4.La première source de financement du terrorisme au Sahel a été pendant plusieurs années la perception des rançons que des pays occidentaux payaient de temps en temps contre la libération de leurs otages. Puis, la manne libyenne (pétrole et autres) a fourni un autre apport financier très important, notamment pour AQMI et pour l’EI. Cependant, avec la pression militaire que ces groupes subissent actuellement en Libye, il est à craindre qu’ils se réorientent de nouveau vers le business lié au phénomène de prises d’otages et son cycle infernal. Le rapt, il y a un mois environ de l’humanitaire française Sophie Pétronin enlevée à Gao, est à inscrire sans nul doute dans cette perspective, ( figure 3). La Mauritanie, où l’activité touristique a beaucoup souffert de ce genre de crime, doit rester vigilante sur ce plan.
Très bien classée sur le dernier indice global de terrorisme (GTI) établi par l'IEP, la Mauritanie a toutes les raisons pour se sentir fière d'elle-même, mais aussi et surtout, elle doit doubler de vigilance face à la menace terroriste qui reprend des forces au Sahel.

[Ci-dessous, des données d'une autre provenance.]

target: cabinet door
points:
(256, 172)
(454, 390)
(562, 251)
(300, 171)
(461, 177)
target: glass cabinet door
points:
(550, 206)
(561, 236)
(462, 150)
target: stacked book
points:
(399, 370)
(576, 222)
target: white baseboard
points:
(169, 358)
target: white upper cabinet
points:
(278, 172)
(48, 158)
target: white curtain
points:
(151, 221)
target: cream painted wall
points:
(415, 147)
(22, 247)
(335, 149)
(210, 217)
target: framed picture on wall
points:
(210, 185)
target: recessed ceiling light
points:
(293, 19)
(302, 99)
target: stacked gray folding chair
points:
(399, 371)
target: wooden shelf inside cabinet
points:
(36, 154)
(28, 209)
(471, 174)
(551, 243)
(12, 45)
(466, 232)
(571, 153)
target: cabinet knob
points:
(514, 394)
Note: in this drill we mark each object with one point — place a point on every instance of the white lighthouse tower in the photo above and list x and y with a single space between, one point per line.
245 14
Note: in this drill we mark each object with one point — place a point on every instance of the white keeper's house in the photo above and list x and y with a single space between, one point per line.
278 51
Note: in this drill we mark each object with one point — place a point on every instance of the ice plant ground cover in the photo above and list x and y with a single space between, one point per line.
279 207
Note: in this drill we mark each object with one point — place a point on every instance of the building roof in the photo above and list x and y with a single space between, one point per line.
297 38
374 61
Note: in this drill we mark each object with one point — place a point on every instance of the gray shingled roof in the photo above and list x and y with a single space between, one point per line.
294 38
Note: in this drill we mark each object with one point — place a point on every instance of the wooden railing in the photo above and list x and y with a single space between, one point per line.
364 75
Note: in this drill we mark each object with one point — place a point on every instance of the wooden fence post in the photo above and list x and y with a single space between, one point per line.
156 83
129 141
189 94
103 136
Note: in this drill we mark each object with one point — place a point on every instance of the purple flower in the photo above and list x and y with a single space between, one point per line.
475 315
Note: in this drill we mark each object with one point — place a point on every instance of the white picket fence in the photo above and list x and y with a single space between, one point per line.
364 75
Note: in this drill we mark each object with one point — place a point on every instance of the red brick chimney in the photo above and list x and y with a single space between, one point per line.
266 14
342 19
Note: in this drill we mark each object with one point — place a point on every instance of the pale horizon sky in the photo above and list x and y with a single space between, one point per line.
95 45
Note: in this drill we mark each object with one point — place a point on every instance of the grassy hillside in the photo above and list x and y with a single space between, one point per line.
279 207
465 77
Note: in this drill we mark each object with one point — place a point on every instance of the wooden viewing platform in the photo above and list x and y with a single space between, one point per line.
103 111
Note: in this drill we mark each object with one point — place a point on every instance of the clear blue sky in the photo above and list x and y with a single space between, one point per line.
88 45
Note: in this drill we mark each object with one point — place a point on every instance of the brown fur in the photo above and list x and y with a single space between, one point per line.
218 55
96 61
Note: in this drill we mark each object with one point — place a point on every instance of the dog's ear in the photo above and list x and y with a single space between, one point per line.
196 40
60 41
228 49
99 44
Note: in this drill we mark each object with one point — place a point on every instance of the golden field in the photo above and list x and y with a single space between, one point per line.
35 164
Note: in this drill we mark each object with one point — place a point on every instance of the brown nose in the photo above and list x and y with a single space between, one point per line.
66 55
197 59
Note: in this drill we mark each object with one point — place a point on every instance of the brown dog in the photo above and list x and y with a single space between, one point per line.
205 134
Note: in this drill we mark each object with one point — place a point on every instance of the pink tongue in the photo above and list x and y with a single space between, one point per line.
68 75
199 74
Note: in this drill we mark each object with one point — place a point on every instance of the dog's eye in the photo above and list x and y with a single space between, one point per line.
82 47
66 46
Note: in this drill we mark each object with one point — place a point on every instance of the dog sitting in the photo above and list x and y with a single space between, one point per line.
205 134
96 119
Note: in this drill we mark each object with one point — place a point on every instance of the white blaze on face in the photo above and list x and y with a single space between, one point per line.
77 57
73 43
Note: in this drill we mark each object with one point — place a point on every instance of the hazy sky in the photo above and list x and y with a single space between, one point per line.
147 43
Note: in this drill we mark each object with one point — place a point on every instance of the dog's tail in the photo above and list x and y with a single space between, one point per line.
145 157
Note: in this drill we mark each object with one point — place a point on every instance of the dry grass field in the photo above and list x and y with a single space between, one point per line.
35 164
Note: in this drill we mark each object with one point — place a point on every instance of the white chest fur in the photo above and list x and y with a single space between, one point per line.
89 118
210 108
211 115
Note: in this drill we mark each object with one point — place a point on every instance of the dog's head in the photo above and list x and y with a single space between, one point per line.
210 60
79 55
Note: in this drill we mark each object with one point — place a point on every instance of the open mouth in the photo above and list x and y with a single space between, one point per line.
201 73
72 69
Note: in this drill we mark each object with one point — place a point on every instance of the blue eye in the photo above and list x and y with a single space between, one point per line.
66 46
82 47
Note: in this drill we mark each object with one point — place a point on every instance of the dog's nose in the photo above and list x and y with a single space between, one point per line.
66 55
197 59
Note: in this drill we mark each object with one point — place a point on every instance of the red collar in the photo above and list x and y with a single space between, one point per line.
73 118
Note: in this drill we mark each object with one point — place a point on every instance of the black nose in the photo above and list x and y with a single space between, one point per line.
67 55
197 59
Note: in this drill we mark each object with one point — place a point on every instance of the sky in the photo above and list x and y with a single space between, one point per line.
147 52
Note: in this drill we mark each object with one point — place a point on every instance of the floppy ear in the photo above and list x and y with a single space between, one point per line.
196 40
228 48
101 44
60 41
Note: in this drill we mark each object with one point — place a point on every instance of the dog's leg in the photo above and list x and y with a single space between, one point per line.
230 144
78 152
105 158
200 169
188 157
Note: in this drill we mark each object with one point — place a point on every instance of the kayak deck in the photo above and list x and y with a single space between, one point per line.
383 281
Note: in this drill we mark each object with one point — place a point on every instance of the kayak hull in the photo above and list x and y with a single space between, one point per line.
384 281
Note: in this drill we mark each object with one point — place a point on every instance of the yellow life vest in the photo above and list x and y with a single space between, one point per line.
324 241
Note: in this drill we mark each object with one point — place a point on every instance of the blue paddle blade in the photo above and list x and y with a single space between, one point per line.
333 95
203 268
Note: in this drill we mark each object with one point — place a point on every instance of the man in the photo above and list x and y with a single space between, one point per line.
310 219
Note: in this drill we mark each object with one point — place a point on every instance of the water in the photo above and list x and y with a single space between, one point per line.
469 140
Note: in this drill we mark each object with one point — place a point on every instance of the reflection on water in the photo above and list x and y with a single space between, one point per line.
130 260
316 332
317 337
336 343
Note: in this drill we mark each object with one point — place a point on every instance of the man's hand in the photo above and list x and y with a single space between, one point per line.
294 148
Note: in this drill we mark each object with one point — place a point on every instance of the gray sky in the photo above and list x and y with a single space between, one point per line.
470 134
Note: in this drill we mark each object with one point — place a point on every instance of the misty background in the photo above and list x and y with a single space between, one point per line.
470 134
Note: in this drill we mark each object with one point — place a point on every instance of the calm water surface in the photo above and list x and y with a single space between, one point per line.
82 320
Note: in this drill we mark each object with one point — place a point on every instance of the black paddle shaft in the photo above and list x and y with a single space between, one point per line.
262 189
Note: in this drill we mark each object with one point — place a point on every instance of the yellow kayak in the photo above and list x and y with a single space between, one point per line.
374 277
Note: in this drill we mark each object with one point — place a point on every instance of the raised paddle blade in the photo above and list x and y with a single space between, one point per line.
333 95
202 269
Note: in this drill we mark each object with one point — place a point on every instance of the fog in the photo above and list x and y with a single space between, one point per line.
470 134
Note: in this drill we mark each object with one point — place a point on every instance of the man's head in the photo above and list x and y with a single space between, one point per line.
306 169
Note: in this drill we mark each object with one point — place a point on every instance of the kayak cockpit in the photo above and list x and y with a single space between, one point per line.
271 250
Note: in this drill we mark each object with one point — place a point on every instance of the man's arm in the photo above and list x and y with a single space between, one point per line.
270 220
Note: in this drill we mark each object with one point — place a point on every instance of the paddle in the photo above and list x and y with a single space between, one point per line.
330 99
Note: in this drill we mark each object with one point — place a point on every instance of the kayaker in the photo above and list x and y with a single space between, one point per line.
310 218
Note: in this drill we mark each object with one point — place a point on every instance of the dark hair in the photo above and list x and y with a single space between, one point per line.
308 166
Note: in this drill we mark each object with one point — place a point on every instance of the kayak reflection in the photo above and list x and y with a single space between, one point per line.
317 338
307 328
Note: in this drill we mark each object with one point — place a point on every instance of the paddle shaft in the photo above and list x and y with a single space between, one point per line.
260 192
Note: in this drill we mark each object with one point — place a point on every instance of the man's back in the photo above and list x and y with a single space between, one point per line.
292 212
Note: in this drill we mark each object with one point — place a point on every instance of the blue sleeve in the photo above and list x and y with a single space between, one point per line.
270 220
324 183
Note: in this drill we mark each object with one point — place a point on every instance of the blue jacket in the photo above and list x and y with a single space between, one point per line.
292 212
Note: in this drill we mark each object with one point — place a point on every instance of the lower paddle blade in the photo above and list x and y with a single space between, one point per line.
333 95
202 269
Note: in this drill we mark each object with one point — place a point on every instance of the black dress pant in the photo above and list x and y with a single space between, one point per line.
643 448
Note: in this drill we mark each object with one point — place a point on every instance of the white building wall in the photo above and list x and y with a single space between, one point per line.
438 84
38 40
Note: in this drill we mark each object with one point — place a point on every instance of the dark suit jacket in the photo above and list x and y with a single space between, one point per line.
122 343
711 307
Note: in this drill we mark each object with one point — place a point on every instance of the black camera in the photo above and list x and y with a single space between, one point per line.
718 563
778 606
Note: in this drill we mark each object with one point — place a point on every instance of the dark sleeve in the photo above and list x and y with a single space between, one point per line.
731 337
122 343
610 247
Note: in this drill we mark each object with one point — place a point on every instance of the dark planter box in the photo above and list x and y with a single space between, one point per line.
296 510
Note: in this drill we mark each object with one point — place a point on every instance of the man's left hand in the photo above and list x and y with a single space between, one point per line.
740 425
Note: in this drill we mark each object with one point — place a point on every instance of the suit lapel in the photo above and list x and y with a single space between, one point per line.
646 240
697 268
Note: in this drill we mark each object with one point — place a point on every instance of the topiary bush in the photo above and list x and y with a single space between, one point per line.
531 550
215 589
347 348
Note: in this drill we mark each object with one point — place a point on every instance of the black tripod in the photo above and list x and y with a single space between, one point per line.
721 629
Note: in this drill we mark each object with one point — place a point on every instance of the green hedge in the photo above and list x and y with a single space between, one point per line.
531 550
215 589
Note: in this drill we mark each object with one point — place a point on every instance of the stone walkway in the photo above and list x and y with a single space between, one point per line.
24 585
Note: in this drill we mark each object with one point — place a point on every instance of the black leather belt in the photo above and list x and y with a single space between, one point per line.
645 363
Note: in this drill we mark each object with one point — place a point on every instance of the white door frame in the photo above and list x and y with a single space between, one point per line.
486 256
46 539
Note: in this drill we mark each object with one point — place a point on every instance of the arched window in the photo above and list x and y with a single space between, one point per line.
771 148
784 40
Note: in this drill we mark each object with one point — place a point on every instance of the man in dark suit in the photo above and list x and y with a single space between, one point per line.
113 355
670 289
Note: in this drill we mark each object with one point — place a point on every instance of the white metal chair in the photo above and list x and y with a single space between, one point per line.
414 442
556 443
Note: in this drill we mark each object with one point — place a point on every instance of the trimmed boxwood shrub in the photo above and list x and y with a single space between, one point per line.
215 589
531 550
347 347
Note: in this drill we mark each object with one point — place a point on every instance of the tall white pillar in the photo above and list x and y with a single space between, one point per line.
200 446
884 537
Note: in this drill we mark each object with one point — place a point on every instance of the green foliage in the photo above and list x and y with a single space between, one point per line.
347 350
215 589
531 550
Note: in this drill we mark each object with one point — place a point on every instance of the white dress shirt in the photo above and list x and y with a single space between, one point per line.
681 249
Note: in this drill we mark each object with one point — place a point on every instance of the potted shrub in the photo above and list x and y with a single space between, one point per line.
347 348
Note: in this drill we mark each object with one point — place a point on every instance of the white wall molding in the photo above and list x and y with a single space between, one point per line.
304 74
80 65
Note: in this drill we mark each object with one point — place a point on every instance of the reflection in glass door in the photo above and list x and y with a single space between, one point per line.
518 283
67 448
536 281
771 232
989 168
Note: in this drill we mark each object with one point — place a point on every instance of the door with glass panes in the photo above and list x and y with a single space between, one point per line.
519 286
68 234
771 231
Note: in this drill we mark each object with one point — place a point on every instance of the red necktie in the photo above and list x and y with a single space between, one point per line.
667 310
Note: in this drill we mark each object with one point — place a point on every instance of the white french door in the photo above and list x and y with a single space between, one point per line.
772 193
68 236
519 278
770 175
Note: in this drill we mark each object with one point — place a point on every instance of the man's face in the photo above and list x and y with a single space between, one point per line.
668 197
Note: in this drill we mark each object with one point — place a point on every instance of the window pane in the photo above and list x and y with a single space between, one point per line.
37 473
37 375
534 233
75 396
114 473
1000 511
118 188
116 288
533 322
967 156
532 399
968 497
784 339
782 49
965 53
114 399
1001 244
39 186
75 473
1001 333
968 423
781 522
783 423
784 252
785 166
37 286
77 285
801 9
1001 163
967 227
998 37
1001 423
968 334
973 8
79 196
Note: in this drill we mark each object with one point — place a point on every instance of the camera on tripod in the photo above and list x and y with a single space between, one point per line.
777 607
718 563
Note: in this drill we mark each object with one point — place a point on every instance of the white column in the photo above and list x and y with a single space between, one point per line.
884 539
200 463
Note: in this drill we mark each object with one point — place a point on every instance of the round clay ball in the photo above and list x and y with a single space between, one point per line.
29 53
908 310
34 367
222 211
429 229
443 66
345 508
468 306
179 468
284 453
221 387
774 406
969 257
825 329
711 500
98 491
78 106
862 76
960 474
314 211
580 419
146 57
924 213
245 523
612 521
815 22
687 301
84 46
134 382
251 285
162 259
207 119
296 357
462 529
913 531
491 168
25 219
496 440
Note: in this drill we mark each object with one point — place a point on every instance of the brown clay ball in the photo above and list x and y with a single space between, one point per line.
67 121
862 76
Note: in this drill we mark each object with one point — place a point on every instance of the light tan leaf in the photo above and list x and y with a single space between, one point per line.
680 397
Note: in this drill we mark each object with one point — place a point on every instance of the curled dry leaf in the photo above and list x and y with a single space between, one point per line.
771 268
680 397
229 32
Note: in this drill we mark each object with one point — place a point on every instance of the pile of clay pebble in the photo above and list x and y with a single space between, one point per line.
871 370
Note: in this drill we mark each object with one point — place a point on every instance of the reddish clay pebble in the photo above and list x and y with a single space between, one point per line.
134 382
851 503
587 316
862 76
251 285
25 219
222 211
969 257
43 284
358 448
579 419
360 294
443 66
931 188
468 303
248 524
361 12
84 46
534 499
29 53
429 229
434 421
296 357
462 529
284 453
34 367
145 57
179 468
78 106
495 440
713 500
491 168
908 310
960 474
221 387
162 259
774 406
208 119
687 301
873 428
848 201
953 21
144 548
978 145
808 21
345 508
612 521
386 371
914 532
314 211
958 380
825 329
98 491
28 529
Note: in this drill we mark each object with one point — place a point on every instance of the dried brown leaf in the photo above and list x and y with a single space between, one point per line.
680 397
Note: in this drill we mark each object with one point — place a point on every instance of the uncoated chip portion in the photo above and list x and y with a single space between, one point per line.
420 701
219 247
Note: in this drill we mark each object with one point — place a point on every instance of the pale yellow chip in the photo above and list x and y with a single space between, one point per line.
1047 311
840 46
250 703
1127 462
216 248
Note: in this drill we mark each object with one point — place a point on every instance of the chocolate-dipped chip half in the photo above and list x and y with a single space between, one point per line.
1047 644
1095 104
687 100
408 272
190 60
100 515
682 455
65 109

La résilience des GAT (groupes armés terroristes) dans cette région et ailleurs, en Europe notamment, est en effet source d'inquiétude pour tout le monde. Elle prouve d'autre part, si besoin en est, que la "délocalisation" de la lutte antiterroriste est une entreprise vouée à l'échec. Au lieu de chercher à faire supporter les "dégâts collatéraux" de cette lutte par les pays du Sahel et par le monde musulman, les puissances occidentales ont tout intérêt à combattre ce mal particulièrement dangereux, multiforme et transfrontalier, à sa racine et à instaurer une politique de coopération franchement désintéressée. Une politique qui accorde autant d'intérêt aux aspects sécuritaires qu'aux domaines du développement socio économiques et culturels. Les pays du Sahel, la Mauritanie en tête, appellent de tous leurs vœux ce type de coopération réellement fructueuse pour tous.
El Boukhary Mohamed Mouemel
Président du COTES ( Centre Oum Tounsy pour les Etudes Stratégiques)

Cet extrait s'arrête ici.